Tu reclic simplement sur la mêêême pastille verte


----------



## bucheron74 (2 Avril 2006)

c'est sur c'est la premiere chose que j'ai faite tu te doutes bien car je connais un peu le role de ces pastilles 
mais ca ne remet pas la taille d'origine je passe d une taille à une autre mais toujours inférieure a celle que j'avais au lancement initial (premier lancement de la machine)
curieux car sur firefox cela marche et la pastille verte permet de réduire et agrandir restant à la taille initiale
curieux , tu tournes sur safari ou firefox ?


----------



## marctiger (2 Avril 2006)

Firefox, mais en effet je viens de regarder sur Safari et j'obtiens le même résultat que toi.


----------



## ntx (2 Avril 2006)

Et en tirant avec ta souris dans le coin de la fenêtre en bas à droite sur les traits obliques ?


----------



## marctiger (2 Avril 2006)

ntx a dit:
			
		

> Et en tirant avec ta souris dans le coin de la fenêtre en bas à droite sur les traits obliques ?

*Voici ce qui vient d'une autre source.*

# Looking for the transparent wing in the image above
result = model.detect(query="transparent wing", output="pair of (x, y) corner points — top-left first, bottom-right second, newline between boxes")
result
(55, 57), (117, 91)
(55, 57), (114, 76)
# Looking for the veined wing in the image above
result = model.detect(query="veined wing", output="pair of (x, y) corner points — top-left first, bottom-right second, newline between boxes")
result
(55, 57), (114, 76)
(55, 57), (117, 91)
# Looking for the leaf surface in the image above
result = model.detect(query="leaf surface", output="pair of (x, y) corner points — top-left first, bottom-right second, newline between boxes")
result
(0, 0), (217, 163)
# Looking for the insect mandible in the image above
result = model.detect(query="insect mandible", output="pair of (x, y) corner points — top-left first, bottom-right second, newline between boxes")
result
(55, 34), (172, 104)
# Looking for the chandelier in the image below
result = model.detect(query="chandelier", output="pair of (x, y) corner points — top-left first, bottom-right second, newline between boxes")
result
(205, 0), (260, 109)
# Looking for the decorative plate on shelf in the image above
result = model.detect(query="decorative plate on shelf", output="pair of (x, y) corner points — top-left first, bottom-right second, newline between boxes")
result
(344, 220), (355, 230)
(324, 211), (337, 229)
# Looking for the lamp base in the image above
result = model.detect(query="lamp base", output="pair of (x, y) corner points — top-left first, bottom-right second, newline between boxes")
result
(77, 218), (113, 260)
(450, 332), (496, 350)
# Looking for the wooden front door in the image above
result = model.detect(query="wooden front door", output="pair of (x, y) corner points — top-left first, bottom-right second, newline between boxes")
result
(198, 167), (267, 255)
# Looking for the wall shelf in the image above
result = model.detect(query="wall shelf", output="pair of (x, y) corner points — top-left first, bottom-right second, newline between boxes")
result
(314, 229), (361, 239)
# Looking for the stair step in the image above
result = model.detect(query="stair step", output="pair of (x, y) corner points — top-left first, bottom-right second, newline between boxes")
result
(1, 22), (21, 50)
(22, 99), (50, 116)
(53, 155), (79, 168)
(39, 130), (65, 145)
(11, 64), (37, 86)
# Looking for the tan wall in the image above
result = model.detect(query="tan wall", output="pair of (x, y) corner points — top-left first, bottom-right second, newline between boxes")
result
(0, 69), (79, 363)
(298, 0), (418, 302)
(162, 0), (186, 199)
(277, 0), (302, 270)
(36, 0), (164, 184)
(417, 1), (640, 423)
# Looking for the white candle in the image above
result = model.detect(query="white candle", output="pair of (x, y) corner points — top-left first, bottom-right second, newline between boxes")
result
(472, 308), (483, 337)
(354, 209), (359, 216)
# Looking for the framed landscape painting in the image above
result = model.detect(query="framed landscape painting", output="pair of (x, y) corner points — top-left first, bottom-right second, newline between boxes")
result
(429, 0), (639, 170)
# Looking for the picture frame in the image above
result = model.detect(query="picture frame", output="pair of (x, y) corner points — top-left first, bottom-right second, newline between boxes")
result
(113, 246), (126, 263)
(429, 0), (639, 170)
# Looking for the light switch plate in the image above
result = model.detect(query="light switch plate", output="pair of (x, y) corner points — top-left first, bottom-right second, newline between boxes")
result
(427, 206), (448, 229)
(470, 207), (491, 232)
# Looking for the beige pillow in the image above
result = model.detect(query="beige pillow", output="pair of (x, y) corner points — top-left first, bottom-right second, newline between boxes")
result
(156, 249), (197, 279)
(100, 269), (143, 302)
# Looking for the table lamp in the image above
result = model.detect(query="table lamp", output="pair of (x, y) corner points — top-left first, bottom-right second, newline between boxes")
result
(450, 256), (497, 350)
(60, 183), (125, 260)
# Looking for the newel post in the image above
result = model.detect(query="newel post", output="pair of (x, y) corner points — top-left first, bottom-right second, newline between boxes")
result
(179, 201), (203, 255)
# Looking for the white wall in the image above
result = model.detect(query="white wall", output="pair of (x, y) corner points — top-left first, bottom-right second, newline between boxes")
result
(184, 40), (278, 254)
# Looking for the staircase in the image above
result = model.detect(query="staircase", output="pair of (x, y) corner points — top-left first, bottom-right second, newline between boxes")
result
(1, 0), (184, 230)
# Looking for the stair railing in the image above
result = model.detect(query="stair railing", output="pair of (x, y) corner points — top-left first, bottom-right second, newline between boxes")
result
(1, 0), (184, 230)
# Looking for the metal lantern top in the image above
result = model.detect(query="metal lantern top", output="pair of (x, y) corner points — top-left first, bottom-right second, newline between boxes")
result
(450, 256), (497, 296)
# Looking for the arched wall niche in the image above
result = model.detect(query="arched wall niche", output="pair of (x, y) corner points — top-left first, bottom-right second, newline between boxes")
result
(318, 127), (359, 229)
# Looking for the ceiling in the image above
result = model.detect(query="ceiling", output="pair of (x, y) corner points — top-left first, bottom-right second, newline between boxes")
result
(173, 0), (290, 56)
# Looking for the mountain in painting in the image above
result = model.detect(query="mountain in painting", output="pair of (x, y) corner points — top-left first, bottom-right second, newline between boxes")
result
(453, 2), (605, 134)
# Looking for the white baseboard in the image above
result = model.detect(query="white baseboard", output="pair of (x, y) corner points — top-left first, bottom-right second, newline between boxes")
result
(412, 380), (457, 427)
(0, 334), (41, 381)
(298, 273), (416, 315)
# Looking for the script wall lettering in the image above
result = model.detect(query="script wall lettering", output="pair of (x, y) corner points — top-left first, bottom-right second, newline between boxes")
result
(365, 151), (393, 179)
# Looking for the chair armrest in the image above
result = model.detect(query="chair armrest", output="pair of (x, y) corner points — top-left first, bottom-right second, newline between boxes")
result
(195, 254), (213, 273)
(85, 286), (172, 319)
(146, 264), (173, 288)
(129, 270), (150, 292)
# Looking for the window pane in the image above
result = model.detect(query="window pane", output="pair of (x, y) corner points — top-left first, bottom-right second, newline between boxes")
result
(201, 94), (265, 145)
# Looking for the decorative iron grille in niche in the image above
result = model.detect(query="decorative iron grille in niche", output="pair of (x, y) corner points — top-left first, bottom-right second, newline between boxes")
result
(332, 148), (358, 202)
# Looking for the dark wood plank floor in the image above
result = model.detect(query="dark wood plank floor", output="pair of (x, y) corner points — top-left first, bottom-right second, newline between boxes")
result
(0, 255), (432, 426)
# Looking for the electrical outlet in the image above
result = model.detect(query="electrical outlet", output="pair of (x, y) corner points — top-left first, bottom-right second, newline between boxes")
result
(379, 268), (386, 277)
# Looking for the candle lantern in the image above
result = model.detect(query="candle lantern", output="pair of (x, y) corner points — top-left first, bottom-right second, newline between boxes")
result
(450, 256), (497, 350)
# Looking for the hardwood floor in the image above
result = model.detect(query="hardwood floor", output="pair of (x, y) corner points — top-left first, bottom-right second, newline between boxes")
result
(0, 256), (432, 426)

Mais je crois qu'il voulait obtenir cela automatiquement, je me trompe ?


----------



## bucheron74 (3 Avril 2006)

en effet merci NTX en tirant sur ces fleches obliques en bas à droite, cela remet la fenetre à la largeur maximale qui reste en place meme si on relance
gagné 
merci à tous de vos interventions , ce n'était pas un problème grave mais ces petits détails vous énervent et rien n'est mentionné à ce sujet nulle part
surtout quand on est habitué à des pages larges qui donnent un confort de lecture interessant
ciao à tous


----------